It’s a File System… It’s a Database Table… It’s SQL Server Denali FileTable!

SQL Server 2008 introduced FILESTREAM, an innovative feature that integrates the relational database engine with the NTFS file system to provide highly efficient storage and management of BLOBs. Now FileTable, a new feature coming in the next version of SQL Server (code-named “Denali”), builds on FILESTREAM and takes database BLOB management to the next level. In this post, I’ll explain FileTable and show you how it works.
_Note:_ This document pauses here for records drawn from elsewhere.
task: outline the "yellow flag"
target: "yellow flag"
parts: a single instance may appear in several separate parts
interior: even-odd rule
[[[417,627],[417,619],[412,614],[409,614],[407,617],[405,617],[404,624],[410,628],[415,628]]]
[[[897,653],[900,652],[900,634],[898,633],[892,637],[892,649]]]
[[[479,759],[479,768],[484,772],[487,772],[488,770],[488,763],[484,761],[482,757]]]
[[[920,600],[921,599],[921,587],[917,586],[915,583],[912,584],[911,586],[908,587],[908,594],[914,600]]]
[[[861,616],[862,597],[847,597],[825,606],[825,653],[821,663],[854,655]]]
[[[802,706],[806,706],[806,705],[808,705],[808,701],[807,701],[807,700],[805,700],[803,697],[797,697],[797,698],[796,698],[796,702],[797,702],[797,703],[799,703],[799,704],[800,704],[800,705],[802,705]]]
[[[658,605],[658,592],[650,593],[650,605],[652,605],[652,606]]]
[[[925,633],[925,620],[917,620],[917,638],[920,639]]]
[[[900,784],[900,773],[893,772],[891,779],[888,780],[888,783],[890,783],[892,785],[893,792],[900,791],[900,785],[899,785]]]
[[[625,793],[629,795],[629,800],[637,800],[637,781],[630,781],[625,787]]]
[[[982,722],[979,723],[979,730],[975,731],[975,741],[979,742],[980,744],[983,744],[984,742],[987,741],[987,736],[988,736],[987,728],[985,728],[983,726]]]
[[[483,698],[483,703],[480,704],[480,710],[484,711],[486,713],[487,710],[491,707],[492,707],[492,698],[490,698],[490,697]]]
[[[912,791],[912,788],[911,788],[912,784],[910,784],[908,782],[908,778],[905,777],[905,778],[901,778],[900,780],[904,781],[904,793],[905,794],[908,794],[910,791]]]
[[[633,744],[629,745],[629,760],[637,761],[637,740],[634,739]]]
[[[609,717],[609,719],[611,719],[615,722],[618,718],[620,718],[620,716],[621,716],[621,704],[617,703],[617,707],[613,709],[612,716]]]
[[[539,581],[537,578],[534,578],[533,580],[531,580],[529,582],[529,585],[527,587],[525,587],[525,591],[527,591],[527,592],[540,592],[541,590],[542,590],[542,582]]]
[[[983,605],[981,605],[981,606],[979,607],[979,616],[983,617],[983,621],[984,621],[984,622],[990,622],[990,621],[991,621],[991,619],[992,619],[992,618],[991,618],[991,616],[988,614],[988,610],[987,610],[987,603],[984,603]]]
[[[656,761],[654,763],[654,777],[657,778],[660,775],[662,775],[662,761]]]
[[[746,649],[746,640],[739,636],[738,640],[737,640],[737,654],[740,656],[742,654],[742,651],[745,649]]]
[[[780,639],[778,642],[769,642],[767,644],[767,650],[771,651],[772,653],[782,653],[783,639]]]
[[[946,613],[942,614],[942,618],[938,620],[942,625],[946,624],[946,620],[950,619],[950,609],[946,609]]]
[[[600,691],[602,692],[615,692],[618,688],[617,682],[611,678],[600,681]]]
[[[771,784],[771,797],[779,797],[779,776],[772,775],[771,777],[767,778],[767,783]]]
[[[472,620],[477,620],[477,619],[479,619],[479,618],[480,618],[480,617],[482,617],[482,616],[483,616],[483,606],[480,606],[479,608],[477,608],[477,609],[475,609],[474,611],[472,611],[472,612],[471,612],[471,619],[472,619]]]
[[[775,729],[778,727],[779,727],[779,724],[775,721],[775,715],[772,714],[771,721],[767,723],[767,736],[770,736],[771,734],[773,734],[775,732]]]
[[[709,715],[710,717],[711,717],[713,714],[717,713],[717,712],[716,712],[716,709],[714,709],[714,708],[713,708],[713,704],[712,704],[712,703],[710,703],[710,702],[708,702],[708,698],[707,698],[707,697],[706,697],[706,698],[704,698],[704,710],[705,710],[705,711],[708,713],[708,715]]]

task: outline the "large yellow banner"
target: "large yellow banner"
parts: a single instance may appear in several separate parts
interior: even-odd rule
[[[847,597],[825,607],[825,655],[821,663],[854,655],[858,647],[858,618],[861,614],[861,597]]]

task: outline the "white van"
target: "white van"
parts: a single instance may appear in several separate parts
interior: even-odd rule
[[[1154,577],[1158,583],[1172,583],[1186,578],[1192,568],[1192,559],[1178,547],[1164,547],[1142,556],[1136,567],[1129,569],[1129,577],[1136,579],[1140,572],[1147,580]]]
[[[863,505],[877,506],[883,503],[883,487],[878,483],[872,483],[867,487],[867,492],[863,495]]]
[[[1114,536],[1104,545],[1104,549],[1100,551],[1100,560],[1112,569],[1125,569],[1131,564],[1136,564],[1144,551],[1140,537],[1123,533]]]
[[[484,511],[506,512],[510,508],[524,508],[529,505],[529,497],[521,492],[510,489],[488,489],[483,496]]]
I also encourage you to experiment with FileTable yourself by downloading and installing SQL Server Denali CTP3 from http://bit.ly/DenaliCTP3 (but be sure to install it on a virtual machine; beta software can be difficult or impossible to uninstall).

Note: FileTable relies on FILESTREAM, so you need to understand FILESTREAM to fully understand FileTable. If you’re new to FILESTREAM, you can get the necessary background by reading my three earlier blog posts Introducing FILESTREAM, Enabling and Using FILESTREAM, and Using SqlFileStream.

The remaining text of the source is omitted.